Noem gravou peças televisivas em que enaltece Trump, critica as políticas de gestões passadas e diz que os imigrantes em situação irregular devem deixar os EUA de forma imediata. Também tem participado in loco de operações policiais. No último dia 8, publicou em suas redes sociais um vídeo em que aparece com colete à prova de balas e arma em punho, ao lado de agentes da patrulha de fronteira.
O ato mais controverso ocorreu em março, quando ela foi a El Salvador e visitou uma prisão de segurança máxima na qual vários migrantes deportados pelos EUA estão presos. Em vídeo, apareceu com um boné de beisebol diante de uma fila de homens atrás das grades, todos de cabelo raspado e sem camisa. Segundo críticos, a iniciativa faz parte da estratégia do governo Trump de espalhar o medo entre comunidades de migrantes. As políticas linha-dura contra imigrantes lhe renderam o apelido de “czarina das deportações”.

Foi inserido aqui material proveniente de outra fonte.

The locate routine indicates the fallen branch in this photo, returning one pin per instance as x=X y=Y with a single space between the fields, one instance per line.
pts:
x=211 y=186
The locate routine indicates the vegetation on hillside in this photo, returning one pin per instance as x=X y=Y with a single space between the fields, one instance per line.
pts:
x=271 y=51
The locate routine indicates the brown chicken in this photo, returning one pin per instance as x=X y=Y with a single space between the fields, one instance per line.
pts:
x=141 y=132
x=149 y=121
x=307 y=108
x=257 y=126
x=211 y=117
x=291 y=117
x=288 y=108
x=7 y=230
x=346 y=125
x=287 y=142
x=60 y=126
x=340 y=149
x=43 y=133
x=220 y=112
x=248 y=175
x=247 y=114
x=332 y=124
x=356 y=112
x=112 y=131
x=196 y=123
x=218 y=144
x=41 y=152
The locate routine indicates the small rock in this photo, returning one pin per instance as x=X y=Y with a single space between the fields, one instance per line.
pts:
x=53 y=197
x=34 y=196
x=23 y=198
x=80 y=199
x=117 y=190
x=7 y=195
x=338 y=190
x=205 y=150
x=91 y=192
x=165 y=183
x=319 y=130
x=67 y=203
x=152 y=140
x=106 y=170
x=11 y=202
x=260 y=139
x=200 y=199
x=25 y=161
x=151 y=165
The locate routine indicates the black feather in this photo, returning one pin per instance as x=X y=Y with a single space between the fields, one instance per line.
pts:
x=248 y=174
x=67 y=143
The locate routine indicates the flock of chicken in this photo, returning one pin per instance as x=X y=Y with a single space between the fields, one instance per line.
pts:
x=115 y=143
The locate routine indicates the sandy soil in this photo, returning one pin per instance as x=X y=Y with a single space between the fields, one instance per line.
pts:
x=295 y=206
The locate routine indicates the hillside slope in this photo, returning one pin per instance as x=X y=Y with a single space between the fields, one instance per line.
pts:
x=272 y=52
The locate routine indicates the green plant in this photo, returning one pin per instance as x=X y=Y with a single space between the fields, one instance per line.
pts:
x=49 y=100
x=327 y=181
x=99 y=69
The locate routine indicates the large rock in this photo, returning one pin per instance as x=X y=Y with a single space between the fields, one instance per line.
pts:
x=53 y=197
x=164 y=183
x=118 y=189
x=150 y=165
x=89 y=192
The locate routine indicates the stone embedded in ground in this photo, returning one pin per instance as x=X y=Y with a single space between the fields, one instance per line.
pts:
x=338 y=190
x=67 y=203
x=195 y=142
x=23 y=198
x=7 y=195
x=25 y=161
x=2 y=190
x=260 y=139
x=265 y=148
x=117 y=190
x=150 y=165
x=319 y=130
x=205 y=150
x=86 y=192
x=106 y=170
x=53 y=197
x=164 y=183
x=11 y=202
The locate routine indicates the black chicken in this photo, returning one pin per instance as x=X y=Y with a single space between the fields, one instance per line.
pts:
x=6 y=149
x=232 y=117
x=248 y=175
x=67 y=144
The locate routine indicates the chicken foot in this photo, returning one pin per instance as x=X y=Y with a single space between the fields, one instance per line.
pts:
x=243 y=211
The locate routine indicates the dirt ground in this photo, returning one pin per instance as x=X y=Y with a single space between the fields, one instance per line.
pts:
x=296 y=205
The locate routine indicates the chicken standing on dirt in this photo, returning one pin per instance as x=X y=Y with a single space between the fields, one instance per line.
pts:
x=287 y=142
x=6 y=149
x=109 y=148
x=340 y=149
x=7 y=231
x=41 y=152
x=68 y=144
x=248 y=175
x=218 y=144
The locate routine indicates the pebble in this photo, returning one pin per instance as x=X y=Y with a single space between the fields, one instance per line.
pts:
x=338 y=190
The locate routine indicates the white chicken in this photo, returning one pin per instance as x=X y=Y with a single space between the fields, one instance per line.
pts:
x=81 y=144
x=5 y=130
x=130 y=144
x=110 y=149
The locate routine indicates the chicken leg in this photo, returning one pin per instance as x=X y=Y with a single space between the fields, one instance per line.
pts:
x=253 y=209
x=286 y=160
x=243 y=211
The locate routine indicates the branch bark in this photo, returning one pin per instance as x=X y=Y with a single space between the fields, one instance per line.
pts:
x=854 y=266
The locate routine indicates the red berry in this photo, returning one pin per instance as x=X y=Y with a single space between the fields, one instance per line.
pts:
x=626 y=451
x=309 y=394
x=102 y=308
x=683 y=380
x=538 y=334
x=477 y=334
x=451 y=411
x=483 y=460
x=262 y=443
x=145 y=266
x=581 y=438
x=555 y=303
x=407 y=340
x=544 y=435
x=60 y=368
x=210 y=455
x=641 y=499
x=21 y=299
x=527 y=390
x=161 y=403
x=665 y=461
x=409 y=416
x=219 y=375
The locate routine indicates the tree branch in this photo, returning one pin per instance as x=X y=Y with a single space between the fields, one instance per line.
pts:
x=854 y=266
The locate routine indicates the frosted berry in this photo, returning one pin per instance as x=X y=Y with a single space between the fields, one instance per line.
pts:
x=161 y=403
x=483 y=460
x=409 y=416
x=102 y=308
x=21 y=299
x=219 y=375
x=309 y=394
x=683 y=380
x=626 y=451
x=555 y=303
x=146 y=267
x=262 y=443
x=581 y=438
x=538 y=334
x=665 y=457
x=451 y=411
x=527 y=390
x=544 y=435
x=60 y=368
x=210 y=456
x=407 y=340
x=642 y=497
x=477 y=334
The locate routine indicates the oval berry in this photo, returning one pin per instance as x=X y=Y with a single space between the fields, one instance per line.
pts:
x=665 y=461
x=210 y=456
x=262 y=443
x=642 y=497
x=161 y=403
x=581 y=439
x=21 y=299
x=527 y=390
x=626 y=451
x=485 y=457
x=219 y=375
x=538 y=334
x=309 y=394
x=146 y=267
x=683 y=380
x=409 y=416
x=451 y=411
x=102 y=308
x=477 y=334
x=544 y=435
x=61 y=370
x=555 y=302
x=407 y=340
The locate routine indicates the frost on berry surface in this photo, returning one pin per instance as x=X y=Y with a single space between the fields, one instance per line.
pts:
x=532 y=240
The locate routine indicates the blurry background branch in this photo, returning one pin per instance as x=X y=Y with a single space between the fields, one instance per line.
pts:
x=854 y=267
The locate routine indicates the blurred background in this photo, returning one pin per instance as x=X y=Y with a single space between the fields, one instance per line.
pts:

LINDA MCMAHON, SECRETÁRIA DE EDUCAÇÃO
A secretária tem sido leal a Trump em um de seus planos mais controversos: o esvaziamento do Departamento da Educação. McMahon diz que a iniciativa é necessária para eliminar a burocracia e, antes mesmo de o presidente assinar um decreto que orienta o governo a tomar as medidas para encerrar a pasta, ela já havia eliminado metade de sua força de trabalho.
Ex-CEO de uma empresa de luta livre encenada, McMahon prioriza o fim de iniciativas relacionadas à diversidade no ensino superior e tem ameaçado cortar o financiamento federal de faculdades que, por exemplo, consideram a raça como um dos critérios em seus processos seletivos. Em menos de cem dias no cargo, o departamento liderado por ela iniciou mais de 50 investigações a instituições de ensino que estariam oferecendo programas ou bolsas de estudo com focos raciais.
Sob a gestão de McMahon, a pasta da Educação tem apoiado a escalada de ataques de Trump contra instituições acadêmicas, incluindo o congelamento de repasses bilionários a universidades conceituadas, acusadas de tolerarem atos antissemitas em seus campi.